All cruise itineraries that include one or more stops in Mexico will soon cost an additional $42.
Countries frequently adjust the arrival fees charged to tourists. Mexico has decided now is the time to enforce an existing tourist tax that previously excluded cruise vacationers.
The move by the Mexican legislature came just after incoming U.S. president Donald Trump threatened to slap 25% tariffs on imports from Mexico.
Up to now, cruise passengers were exempt from Mexico’s mandatory entry fee because they spend the night aboard ships instead of on land.
But last week a vote by Mexico’s Senate closes that exception and charges cruise passengers the same immigration tax that other tourists already pay.
As of July 1, 2025, anyone visiting Mexico by cruise ship will find another $42 folded into the charges levied by the cruise line.
Mexico says it will use two-thirds of the proceeds to fund its military, which is used to enforce security at cruise terminals, reserving the final third to improve the ports.
The Florida-Caribbean Cruise Association (FCCA), an industry trade group, estimates that more than 10 million passengers arrive in Mexico by cruise ship every year, and some 3,300 cruise ships are expected to call on Mexican ports in 2025.
In response to the announcement, the FCCA issued a letter to Mexican President Claudia Sheinbaum that was signed by the leaders of the major cruise lines. The letter complained the newly enforced charge will effectively price Mexican ports “out of the cruise market” and force cruise lines to favor the Caribbean, where entry taxes tend to be lower.
But will $42 really price Mexico out?
In March, an oceanview cabin on a 7-night cruise on Norwegian Getaway from New Orleans is quoted at $1,192 on Norwegian Cruise Line’s website.
We’re tired of the incessant price hikes in every aspect of our lives, too.
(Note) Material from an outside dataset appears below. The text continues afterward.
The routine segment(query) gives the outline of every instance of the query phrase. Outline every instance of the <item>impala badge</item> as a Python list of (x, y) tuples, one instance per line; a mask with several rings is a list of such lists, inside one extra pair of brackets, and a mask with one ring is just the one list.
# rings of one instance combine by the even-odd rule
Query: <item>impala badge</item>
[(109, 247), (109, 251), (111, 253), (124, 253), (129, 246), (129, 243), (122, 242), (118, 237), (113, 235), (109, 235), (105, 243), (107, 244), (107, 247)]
But, realistically, how many people would call it a deal-breaker when that cruise fare rises by $42 to $1,234? Not many.
The cruise lines, emboldened by strong demand for cruise vacations, have themselves been hoisting prices on a range of onboard amenities, charging customers ever-rising prices for the same services.
For example, since 2023 the full per-day price of an alcoholic drink package on Carnival Cruise Line has gone from $59.95 to $88.44. That’s an increase of $28.49.
The price of Wi-Fi on Carnival also jumped 22%, and now the line’s most basic internet plan goes for $22 a day.
Price hikes like that have been routinely (and quietly) introduced by the major lines across the cruise industry ever since the travel restrictions of Covid-19 ended and cruise vacations began selling out with more frequency.
But the execs of the cruise lines don’t want to draw your attention to onboard price inflation because they impose that themselves.
Instead, they want you to be angry at Mexico’s newly expanded fee, perhaps because it chips away at the executives’ own freedom to raise prices.
The bigger problem for Mexico is that so many regular cruisers have now visited the country’s staple destinations too many times. Some ports still attract massive numbers of cruisers—Cozumel drew 2.94 million people in 2022—but other Mexican ports are increasingly skipped by regular travelers as inauthentic, dull, or even dangerous.
On cruises that call on less-historic ports like Ensenada, a sizable portion of passengers don’t even bother to get off the ship, and some only disembark long enough to purchase off-market (and sometimes dangerous) pharmaceuticals that they can’t find affordably in the U.S. health care system.
The imposition of another $42 is fully within Mexico’s rights, and the country deserves to be able to charge entry fees just as any other nation does.
The amount, by itself, may not cause many travelers to cancel their cruise plans, but it will have more of us appraising the general value of every aspect of a cruise vacation.